A variety of different approaches have worked in the games I’ve played, from specializing to mixing and matching and from cranking out bonus-only cards early to getting bonus-and-point cards early. There’s room here to build a variety of engines, and it’s nice that no one logical approach seems to blow the others away; that makes it so new players can effectively compete, as long as they’re able to figure out a workable strategy. This game also rewards a nice balance of long-term planning and quick on-your-feet thinking.
My favourite part of Rocky Road à la mode is how Mills takes solid elements from other games and integrates them in a thoughtful and streamlined way, producing something new and worthwhile in the process. This game has the permanent bonus/engine-building approach of the likes of Splendor and 7 Wonders, the multi-use cards seen in a wide variety of games (Board and Game favourite Fleet particularly comes to mind for how these are implemented; they’re cards and currency, but variable currency), the time track/ability to take multiple turns in a row seen in games like Glen More and Patchwork, and the race for certain achievements seen in games like Race For The Galaxy and Fleet: Wharfside. It feels very distinct from all of those games, though; the closest comparison is probably Splendor, but the time track and multi-use cards make this much different. What’s also great here is that none of this feels tacked on; every part of this game seems necessary, and those different parts come together to create a simple-to-explain, easy-to-learn, and quick-to-play game, but one that also delivers a lot of strategy and meaningful decisions.

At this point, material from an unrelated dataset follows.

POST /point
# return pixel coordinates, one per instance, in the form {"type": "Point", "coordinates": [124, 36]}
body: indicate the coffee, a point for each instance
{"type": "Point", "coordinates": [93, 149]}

Overall, Rocky Road à la Mode succeeds on a wide variety of levels. It feels highly thematic, from the time spent stocking up on treats to each customer’s differing needs to the battle to dominate summertime locations. It’s also great to see a game with an unconventional theme like this, and who doesn’t like ice cream? It’s quick to play and easy to explain, so it should be a hit with families and newer gamers (my wife, who’s usually not that into games, said she quite enjoyed it), but there’s enough strategy and differing approaches to satisfy veteran gamers, especially as a filler, opener or closer. The prototype components are already great, and the Kickstarter upgrades seem likely to make it even better and even more attractive; I’ll definitely be backing it for those and for the Dice Cream game. This one’s absolutely worth checking out. Go get your frozen treats before they melt!

Rocky Road à la Mode is on Kickstarter through Wednesday, July 20. A full-colour print and play version is available for $8, with the full game available for $19 (shipping included in the U.S., shipping extra for everywhere else) and Rocky Road: Dice Cream available as well for $25 (plus shipping if outside the U.S.). Thanks again to Green Couch Games for the review copy!